She was the first person to accept Muhammad as the final prophet of God and played a major role in propagating the new faith of Islam.
3. Fatima al-Fihri, founder of the world's oldest-standing university and library
In 859, Fatima al-Fihri established the University of Al-Qarawiyyin in Morocco, which is not only the longest-standing university, but also the oldest existing educational institution in the world.
Al-Qarawiyyin is the "oldest existing and continually operating educational institution in the world," according to Guinness World Records.
The university's library is also the world's oldest library.
Fatima al-Fihri, a well-educated and devoted Muslim, spent her entire inheritance on building the institution, which grew to become one of the leading spiritual and educational centers in the Muslim world.
4. Sultan Raziyya, a leader who slammed misogynists
Sultan Raziyya, who ruled the Delhi Sultanate from 1236 to 1240, was the sultanate's only female ruler.
Sultan Raziyya refused to be discriminated against for being female. She is known for only answering to the masculine title "Sultan" and refusing to be addressed as Sultana because it meant "wife or mistress of a sultan".
Sultan Raziyya opposed all norms related to a woman's appearance by dressing in masculine attire and refusing to wear a veil.
She was also known for her belief that "The spirit of religion is more important than its parts," according to Huffington Post.
5. Nawal El Moutawakel, first female Muslim Olympic gold medalist
Al-Moutawakel won the women's 400-meter hurdles event in the 1984 Olympic Games, becoming the first Moroccan athlete and the first Arab, Muslim and African woman to ever win a gold Olympic medal.
In honor of Morocco’s first Olympic champion, King Hassan II declared that all girls born on the day of her victory would be named Nawal.
Al-Moutawakel has taken up several positions in the field of sports, serving as Morocco's minister of Youth and Sport and the vice president of the International Olympic Committee.
6. Shirin Ebadi, first Muslim woman to win a Nobel Prize
The Iranian activist, human rights lawyer and former judge won the Nobel Peace Prize in 2003, becoming the first Muslim woman to ever be awarded. She was recognized for her efforts to improve human rights in Iran, especially those of women, children and prisoners.

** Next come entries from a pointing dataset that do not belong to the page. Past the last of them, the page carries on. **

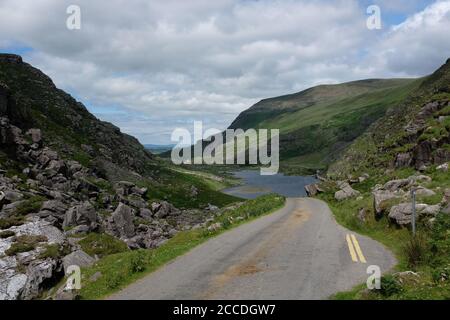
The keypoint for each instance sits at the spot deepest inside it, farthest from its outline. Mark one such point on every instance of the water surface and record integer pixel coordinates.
(254, 184)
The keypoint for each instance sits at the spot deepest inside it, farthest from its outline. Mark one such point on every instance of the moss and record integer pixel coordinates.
(7, 234)
(102, 244)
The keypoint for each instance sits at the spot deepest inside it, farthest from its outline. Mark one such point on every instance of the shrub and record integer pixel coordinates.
(6, 234)
(54, 251)
(415, 250)
(390, 286)
(102, 244)
(138, 262)
(9, 222)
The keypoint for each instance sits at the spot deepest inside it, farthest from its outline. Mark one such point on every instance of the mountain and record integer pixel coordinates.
(318, 123)
(74, 189)
(414, 133)
(369, 189)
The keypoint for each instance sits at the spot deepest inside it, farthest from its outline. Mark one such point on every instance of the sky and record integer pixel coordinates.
(152, 66)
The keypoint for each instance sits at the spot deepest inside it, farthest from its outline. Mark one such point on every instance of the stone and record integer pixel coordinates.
(164, 209)
(403, 160)
(402, 214)
(312, 189)
(215, 227)
(146, 213)
(424, 192)
(395, 185)
(77, 258)
(123, 220)
(56, 207)
(362, 215)
(81, 214)
(346, 192)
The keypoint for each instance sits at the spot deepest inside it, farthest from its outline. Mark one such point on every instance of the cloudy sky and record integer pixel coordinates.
(152, 66)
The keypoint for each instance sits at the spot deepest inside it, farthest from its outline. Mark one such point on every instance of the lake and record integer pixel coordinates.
(254, 184)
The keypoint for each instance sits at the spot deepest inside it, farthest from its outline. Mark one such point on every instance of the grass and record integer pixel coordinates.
(121, 269)
(102, 244)
(427, 254)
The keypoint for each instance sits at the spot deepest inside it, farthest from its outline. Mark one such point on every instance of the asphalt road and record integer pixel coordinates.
(298, 252)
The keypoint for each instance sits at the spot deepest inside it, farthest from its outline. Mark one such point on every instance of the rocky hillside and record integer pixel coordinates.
(62, 201)
(318, 123)
(414, 133)
(369, 190)
(30, 99)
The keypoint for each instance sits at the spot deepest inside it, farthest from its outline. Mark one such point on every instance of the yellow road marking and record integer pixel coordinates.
(358, 249)
(351, 249)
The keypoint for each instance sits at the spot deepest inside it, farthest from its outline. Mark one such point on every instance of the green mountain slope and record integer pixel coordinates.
(316, 124)
(414, 133)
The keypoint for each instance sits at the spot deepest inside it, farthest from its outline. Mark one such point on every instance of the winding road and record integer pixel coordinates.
(298, 252)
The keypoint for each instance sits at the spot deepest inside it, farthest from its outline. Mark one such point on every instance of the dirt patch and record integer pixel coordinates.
(251, 265)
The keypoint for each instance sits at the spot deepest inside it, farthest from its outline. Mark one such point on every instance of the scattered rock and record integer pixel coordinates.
(123, 220)
(77, 258)
(346, 192)
(402, 214)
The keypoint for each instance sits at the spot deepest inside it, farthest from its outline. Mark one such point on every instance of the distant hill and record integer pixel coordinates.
(318, 123)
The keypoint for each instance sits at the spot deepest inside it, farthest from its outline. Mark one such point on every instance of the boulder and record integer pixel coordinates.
(403, 160)
(123, 221)
(146, 213)
(81, 214)
(35, 135)
(53, 207)
(164, 209)
(402, 214)
(312, 189)
(77, 258)
(424, 192)
(395, 185)
(346, 192)
(442, 167)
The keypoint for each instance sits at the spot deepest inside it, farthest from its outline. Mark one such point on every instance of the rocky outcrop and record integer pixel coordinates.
(402, 214)
(123, 221)
(345, 192)
(313, 189)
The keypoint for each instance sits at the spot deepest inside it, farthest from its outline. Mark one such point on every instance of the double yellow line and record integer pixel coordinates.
(355, 249)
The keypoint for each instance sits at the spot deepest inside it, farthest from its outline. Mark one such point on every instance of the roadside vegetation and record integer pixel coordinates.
(115, 271)
(423, 270)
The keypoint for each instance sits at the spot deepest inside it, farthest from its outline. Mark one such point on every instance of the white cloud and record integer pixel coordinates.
(170, 62)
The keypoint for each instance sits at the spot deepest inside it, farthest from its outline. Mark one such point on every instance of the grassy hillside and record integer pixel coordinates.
(412, 139)
(318, 123)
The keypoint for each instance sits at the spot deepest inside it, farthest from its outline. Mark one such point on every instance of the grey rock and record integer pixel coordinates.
(123, 221)
(81, 214)
(146, 213)
(346, 192)
(77, 258)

Ebadi is one of the first female judges in Iran and the first Iranian woman to achieve Chief Justice status.
She has founded several non-profit organizations in the country, including the Defender of Human Rights Center. She has also launched the Million Signatures Campaign, which seeks to end legal discrimination against women in Iranian law.
In 2004, Ebadi was named among the 100 most powerful women in the world by Forbes Magazine.
7. Anousheh Ansari, first Muslim woman in space
As an Iranian immigrant in the U.S., Ansari is one of many accomplished American Muslims who put Donald Trump's "Muslim ban" to shame.
Ansari was not only the first Muslim and the first Iranian to travel to space, but also the world's first-ever self-funded woman in space.
Apart from being a trailblazing astronaut, Ansari is an engineer and an entrepreneur who is the co-founder and chairman of Prodea Systems, a company that specializes in in-home technology.